Dat betekent voldoende kracht, zonder wachten. Met een elektrische turbo die bij lage toerentallen op gang komt, zou een vermogen dat er op papier indrukwekkend uitziet, in de echte wereld ook meer betekenen, omdat dat vermogen toegankelijker zou zijn. Stel je een viercilindermotor voor die net zo krachtig en responsief is als een atmosferische V8.

De prestigefactor

Veel klanten willen tenslotte meer dan paardenkracht. Kopers van luxe auto's zijn gewend aan de soepele vermogensafgifte van grote, atmosferische motoren. Een kleinere motor kan misschien een met leer beklede luxe sedan voortbewegen, maar sommige bestuurders zijn het er nog steeds niet mee eens als de motor aanvoelt alsof hij uit een hete hatchback is getrokken.

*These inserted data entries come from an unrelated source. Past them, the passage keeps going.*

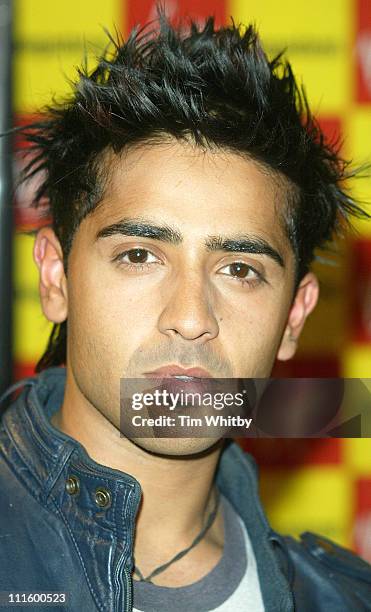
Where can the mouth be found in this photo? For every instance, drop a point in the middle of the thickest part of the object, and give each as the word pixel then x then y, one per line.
pixel 183 374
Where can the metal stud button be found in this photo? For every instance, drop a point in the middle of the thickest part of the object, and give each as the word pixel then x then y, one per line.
pixel 102 497
pixel 72 485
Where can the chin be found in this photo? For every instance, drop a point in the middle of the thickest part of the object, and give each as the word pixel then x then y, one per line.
pixel 178 447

Dat is de reden waarom elektrische turbocompressoren vooral aandacht krijgen van luxe autofabrikanten. Voordat Volvo zijn Drive-E-motor van 450 pk onthulde, demonstreerde Audi een elektrische turbo op de RS5 TDI-concept, een dieselversie van een van de sportiefste auto's van de Duitse autofabrikant.

Audi zal ook de eerste zijn die een elektrische turbocompressor in productie neemt. Hoewel Volvo geen productieplannen heeft besproken, heeft Audi onlangs bevestigd dat dit wel zal gebeuren gebruik er een op de SQ7, een prestatieversie van de volgende generatie Q7 SUV.

Ferrari ook naar verluidt kijkend naar een elektrische turbo om het reactievermogen van een toekomstige supercharged-motor te helpen vergroten. Als het goed genoeg is voor dat legendarische Italiaanse merk, is het zeker goed genoeg voor alle anderen.

Audi RS5 TDI-concept uit 2014Conclusie

Verkleinde motoren hebben de efficiëntie van veel nieuwe auto's al verbeterd, en de elektrische turbocompressor zou hen kunnen helpen hetzelfde te doen

Officieel is de Volvo Drive-E-motor met drie turbo's alleen maar voor de show bedoeld, maar je kunt je gemakkelijk voorstellen dat er één een grote SUV aandrijft, zoals de onlangs onthulde XC90 uit 2015, een grote sedan, of een zeer hete prestatieauto.

Dit kan natuurlijk even wennen zijn. Het zal niet gemakkelijk zijn om het gebrul van een ontkurkte V8 op te geven, en bestuurders zullen nog steeds moeten onthouden dat rijden als The Stig nog steeds zal resulteren in een laag brandstofverbruik, zelfs met minder cilinders.

Toch zal de nieuwe technologie autoliefhebbers waarschijnlijk helpen hun taart op te eten, waardoor ze het vermogen krijgen dat ze willen en het brandstofverbruik dat ze nodig hebben.